Tal vez mi álbum preferido sea Vuelo 714 para Sidney. Hergé compone una aventura repleta de emoción y con regocijantes golpes de humor. La acción incluye todos los componentes necesarios para construir una historia trepidante: el secuestro de un avión, una isla remota, intrigas políticas, fenómenos paranormales. La reaparición de Rastapopoulos, el enemigo tradicional de Tintín desde Los cigarros del faraón, destroza la imagen convencional del villano, pues nos muestra que los malos no sólo son mezquinos, sino que también pueden ser ridículos y, por tanto, humanos. Rastapopoulos, un individuo repugnante que mantiene excelentes relaciones con las organizaciones criminales del mundo entero, se convertirá en un bufón patético que provocará tanta lástima como irrisión. Vestido de cow-boy (camisa rosa con dibujos de fantasía, botas tejanas y sombrero de ala ancha), sufrirá un percance tras otro hasta quedar hecho un guiñapo. Su duelo con Carreidas bajo los efectos del suero de la verdad no tiene desperdicio. Ambos rivalizaban en bellaquería, mostrando lo borrosas que pueden llegar a ser las distinciones morales.
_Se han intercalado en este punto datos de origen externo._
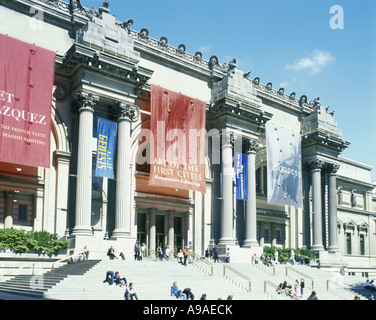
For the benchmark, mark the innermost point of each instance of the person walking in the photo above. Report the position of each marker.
(228, 255)
(215, 255)
(297, 290)
(130, 292)
(118, 280)
(137, 251)
(302, 285)
(180, 256)
(185, 253)
(176, 292)
(313, 296)
(275, 256)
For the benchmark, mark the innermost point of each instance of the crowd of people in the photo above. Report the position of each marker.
(295, 291)
(187, 293)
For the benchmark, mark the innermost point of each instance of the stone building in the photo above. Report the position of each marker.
(105, 69)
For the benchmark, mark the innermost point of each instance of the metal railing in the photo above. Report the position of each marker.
(226, 267)
(301, 274)
(19, 269)
(68, 258)
(267, 282)
(198, 257)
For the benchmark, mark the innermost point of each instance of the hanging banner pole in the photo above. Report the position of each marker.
(284, 158)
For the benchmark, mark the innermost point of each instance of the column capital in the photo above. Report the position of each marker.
(332, 168)
(85, 101)
(127, 111)
(252, 146)
(228, 138)
(316, 164)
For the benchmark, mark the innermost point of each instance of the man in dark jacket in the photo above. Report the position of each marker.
(313, 296)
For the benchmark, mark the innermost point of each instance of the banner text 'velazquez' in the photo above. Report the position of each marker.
(17, 114)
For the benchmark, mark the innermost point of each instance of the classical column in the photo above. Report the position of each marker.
(227, 192)
(128, 113)
(62, 160)
(332, 195)
(251, 213)
(171, 231)
(86, 103)
(316, 166)
(8, 220)
(152, 230)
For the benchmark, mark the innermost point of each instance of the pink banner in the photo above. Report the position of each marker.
(26, 82)
(178, 142)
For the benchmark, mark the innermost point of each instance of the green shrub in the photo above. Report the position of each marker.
(41, 242)
(284, 253)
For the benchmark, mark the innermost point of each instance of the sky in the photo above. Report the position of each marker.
(324, 48)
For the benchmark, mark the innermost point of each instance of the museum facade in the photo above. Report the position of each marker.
(104, 69)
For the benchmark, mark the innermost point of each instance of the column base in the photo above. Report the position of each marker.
(82, 231)
(317, 248)
(333, 249)
(120, 234)
(250, 244)
(226, 241)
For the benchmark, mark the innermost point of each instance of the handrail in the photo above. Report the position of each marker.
(19, 269)
(339, 285)
(203, 260)
(253, 262)
(239, 274)
(151, 251)
(301, 273)
(269, 283)
(67, 258)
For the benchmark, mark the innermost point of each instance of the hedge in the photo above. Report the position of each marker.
(284, 253)
(42, 242)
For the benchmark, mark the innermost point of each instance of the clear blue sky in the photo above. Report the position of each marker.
(287, 42)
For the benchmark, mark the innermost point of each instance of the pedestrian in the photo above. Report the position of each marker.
(313, 296)
(180, 256)
(109, 277)
(137, 251)
(167, 253)
(297, 290)
(275, 256)
(160, 253)
(130, 292)
(228, 255)
(215, 254)
(123, 254)
(302, 285)
(207, 254)
(185, 254)
(119, 280)
(292, 256)
(111, 253)
(143, 249)
(176, 292)
(188, 292)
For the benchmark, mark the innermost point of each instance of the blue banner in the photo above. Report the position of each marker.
(241, 170)
(107, 134)
(284, 156)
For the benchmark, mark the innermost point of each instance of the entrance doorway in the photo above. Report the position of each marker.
(178, 234)
(160, 240)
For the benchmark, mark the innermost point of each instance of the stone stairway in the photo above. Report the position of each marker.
(36, 286)
(152, 281)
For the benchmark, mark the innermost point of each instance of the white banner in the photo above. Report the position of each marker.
(284, 158)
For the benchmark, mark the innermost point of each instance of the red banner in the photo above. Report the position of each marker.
(26, 82)
(178, 141)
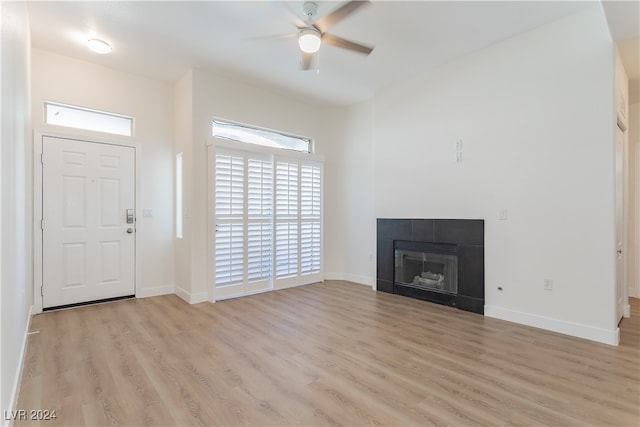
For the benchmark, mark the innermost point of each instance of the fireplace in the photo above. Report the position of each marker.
(430, 267)
(437, 260)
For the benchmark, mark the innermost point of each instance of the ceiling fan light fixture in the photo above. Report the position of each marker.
(99, 46)
(309, 40)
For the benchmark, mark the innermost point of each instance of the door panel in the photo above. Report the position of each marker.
(87, 253)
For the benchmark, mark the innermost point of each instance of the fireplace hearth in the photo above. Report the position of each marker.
(437, 260)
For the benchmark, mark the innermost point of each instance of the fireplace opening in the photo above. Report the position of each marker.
(431, 267)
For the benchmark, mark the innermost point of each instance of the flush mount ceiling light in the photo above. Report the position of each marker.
(309, 40)
(99, 46)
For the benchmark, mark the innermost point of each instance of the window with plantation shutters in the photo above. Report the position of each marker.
(229, 210)
(268, 221)
(259, 219)
(287, 219)
(310, 208)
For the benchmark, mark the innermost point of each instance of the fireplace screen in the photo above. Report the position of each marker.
(425, 270)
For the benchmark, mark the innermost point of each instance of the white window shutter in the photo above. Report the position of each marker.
(229, 208)
(259, 219)
(268, 214)
(310, 215)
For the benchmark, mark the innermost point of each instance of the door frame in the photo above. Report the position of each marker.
(38, 208)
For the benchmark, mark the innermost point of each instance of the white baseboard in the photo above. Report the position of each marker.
(361, 280)
(605, 336)
(334, 276)
(154, 292)
(189, 297)
(15, 390)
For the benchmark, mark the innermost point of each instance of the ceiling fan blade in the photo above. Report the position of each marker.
(297, 21)
(336, 41)
(305, 61)
(274, 37)
(326, 22)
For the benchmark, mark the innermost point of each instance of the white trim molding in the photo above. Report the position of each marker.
(155, 291)
(605, 336)
(189, 297)
(354, 278)
(15, 389)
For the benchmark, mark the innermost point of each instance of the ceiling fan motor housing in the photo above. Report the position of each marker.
(310, 10)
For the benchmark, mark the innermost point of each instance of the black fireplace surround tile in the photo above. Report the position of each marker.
(466, 234)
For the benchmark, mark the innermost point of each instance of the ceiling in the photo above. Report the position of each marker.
(162, 39)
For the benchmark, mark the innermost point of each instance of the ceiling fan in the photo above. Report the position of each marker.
(313, 33)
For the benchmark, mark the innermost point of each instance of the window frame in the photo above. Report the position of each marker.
(131, 120)
(213, 145)
(275, 133)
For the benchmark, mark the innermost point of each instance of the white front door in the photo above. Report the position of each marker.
(88, 237)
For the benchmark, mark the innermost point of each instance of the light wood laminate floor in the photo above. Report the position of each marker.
(334, 353)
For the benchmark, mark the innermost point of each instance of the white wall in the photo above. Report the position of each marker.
(182, 139)
(16, 294)
(357, 188)
(214, 96)
(536, 117)
(71, 81)
(633, 272)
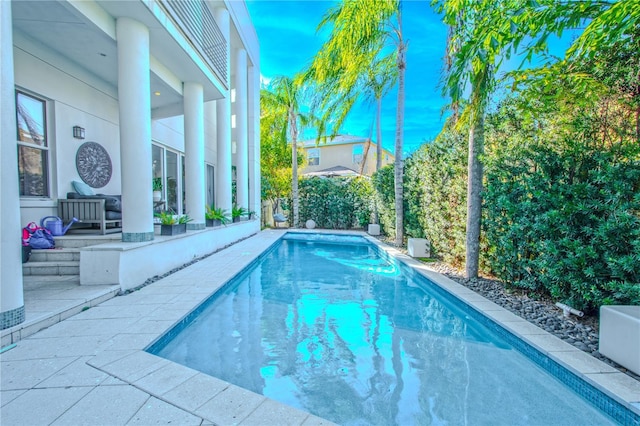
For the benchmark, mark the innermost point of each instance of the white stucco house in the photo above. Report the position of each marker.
(162, 89)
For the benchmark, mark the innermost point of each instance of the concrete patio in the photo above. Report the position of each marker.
(91, 367)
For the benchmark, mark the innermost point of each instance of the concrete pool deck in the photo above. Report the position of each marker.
(91, 367)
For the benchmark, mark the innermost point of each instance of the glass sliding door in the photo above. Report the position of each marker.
(171, 181)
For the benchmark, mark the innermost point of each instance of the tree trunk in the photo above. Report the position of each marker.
(399, 163)
(294, 168)
(474, 198)
(378, 136)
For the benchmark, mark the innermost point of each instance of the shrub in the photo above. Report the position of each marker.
(336, 203)
(566, 222)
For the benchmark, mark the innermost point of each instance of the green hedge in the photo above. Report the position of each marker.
(566, 223)
(336, 203)
(434, 196)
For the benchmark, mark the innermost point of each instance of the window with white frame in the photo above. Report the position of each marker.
(169, 166)
(33, 146)
(313, 156)
(210, 185)
(357, 153)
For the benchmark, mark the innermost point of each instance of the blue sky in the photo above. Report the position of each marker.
(288, 42)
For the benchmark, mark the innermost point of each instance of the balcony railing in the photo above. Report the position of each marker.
(196, 21)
Bajo el aspecto respetable de Carreidas, se esconde un canalla redomado que mató a su tía a disgustos y que culpó a la criada de sus hurtos, sin preocuparse de que la echaran a la calle. Abducido por los extraterrestres, Rastapopoulos desaparecerá definitivamente de la serie. Tal vez, su carrera criminal haya continuado en otras galaxias y ahora esté preparando su regreso.
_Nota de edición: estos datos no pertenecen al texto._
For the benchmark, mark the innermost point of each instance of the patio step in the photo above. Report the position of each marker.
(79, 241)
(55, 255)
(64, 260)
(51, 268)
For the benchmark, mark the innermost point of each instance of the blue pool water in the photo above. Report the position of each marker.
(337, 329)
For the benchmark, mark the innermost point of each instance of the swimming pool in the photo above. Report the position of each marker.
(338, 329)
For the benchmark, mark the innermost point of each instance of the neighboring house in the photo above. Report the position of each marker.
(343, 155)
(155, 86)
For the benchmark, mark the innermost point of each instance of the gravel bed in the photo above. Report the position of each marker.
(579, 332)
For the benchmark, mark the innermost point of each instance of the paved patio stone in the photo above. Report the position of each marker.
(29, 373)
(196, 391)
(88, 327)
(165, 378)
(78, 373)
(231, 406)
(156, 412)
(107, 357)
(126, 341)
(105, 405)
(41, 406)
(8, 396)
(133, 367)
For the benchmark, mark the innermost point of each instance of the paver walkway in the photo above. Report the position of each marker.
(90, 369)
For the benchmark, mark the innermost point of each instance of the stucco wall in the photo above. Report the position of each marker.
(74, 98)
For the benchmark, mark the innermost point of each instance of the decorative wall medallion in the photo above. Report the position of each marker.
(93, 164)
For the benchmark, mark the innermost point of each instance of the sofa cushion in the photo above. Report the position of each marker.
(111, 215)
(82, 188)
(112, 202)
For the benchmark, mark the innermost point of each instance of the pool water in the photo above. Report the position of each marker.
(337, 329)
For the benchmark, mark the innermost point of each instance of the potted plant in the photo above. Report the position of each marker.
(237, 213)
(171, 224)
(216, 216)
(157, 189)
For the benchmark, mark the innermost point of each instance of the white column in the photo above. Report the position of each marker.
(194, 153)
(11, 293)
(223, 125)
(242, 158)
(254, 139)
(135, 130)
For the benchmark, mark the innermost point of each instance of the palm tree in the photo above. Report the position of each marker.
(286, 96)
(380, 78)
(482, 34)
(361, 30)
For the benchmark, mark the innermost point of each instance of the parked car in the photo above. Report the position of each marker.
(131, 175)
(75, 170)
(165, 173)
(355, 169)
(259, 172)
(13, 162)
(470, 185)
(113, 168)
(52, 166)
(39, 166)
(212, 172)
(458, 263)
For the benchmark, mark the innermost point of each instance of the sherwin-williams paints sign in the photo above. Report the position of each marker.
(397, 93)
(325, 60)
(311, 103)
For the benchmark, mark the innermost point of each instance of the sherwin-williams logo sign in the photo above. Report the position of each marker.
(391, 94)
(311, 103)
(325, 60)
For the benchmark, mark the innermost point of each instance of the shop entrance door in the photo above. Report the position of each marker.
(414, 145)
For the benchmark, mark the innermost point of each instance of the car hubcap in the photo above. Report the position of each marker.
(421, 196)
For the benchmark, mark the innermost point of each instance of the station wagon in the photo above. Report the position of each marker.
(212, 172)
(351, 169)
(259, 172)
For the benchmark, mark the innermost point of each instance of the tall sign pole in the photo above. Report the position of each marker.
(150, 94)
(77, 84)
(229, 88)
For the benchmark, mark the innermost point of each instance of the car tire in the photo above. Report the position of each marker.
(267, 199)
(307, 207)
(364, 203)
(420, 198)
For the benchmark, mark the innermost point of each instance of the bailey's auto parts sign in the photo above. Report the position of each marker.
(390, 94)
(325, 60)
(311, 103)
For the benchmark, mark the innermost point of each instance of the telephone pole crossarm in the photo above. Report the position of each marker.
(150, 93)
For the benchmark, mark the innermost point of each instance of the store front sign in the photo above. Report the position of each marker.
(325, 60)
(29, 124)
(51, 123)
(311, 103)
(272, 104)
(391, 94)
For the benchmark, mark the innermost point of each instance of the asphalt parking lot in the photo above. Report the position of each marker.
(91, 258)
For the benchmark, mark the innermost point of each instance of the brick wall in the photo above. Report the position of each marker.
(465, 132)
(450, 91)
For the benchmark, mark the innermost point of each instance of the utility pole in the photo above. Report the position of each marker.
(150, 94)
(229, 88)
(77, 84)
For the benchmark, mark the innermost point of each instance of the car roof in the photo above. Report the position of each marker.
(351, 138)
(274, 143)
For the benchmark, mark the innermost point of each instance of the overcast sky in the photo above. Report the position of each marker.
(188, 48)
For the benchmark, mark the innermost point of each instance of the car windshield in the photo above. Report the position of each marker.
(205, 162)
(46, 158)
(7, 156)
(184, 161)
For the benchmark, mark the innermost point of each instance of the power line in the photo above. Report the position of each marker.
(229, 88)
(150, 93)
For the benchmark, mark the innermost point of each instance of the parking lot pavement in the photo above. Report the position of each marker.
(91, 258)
La lista de personajes creados por Hergé es interminable: Néstor, el distinguido y hierático mayordomo de Moulinsart; Milú, el fox-terrier de pelo duro que acompaña a Tintín desde el principio y que anticipa muchos de los rasgos del personaje de Haddock ; Abdallah, el mimado hijo del emir que, a ojos de su padre, es “un pastelito de miel”, “un corderito de azúcar”, pero que no cesa de cometer maldades y urdir pesadísimas bromas que suelen recaer sobre el pobre capitán. Todos ellos aparecían reunidos en las páginas preliminares de cada álbum, formando una galería que recordaba los retratos colgados de las paredes de un castillo. Mi gratitud hacia ellos es ilimitada, pues me han proporcionado algunos de los mejores momentos de mi adolescencia y ahora, en mi madurez, me hacen descubrir que los buenos lectores son niños de once años, que olvidan el mundo real para lanzarse a la ficción, sin preocuparse por cuestiones formales. Sólo exigen que la trama sea más convincente que la realidad cotidiana y el mundo de Hergé es una aventura capaz de abolir la rutina de un mundo redundante en mediocridad y miseria.